Foreign news on September 8, energy services company Baker Hughes Co. said in its closely watched report on Friday that U.S. energy companies increased the number of oil rigs this week for the first time since June. Reduce the number of natural gas rigs.
Data show that the number of oil and natural gas rigs, a leading indicator of future production, increased by one to 632 in the week ended September 8.
Despite the increase in the number of rigs that week, Baker Hughes said that compared with the same period last year, the total number of rigs was still 127 lower, a decrease of 17%.
This week, the number of U.S. oil rigs increased by one to 513, while the number of natural gas rigs decreased by one to 113, the lowest level since January 2022.
Oil and natural gas prices soared after the Ukraine-Russia conflict broke out last year, with the number of U.S. rigs climbing to 784 by November 2022, but since then, as prices fell earlier this year, the U.S. rig count has fallen by about 19%.

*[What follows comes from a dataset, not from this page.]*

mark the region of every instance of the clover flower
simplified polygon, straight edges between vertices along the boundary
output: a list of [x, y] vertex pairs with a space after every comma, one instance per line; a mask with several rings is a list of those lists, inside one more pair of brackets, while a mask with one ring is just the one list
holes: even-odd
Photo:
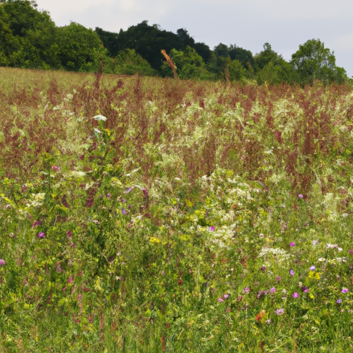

The chief executive of oilfield services company Patterson-UTI said this week he expects the U.S. oil and gas rig count to return to more than 700 by the end of next year as high energy prices drive drilling activity.
U.S. oil futures are up about 9% so far this year and will rise about 7% in 2022. Meanwhile, U.S. natural gas futures prices are down about 42% so far this year after rising about 20% last year.
Rising oil prices have brought U.S. crude production back on track this year, hitting a high since the COVID-19 pandemic, while natural gas production is expected to reach a new high in 2023 despite a sharp drop in prices.
The increase in natural gas production is primarily due to increased interest in oil drilling in shale basins that also produce large amounts of associated gas, such as the Permian Basin in western Texas and eastern New Mexico.
Chevron said this week it plans to increase capital expenditures in the Permian Basin by 25% in 2024 from annual guidance, aiming to achieve record growth with a lower rig count in the largest U.S. oil field. Yield.
The second-largest U.S. oil producer expects the basin to have an average of 13 to 14 company-operated rigs by 2024, up from 2022 but below previous expectations.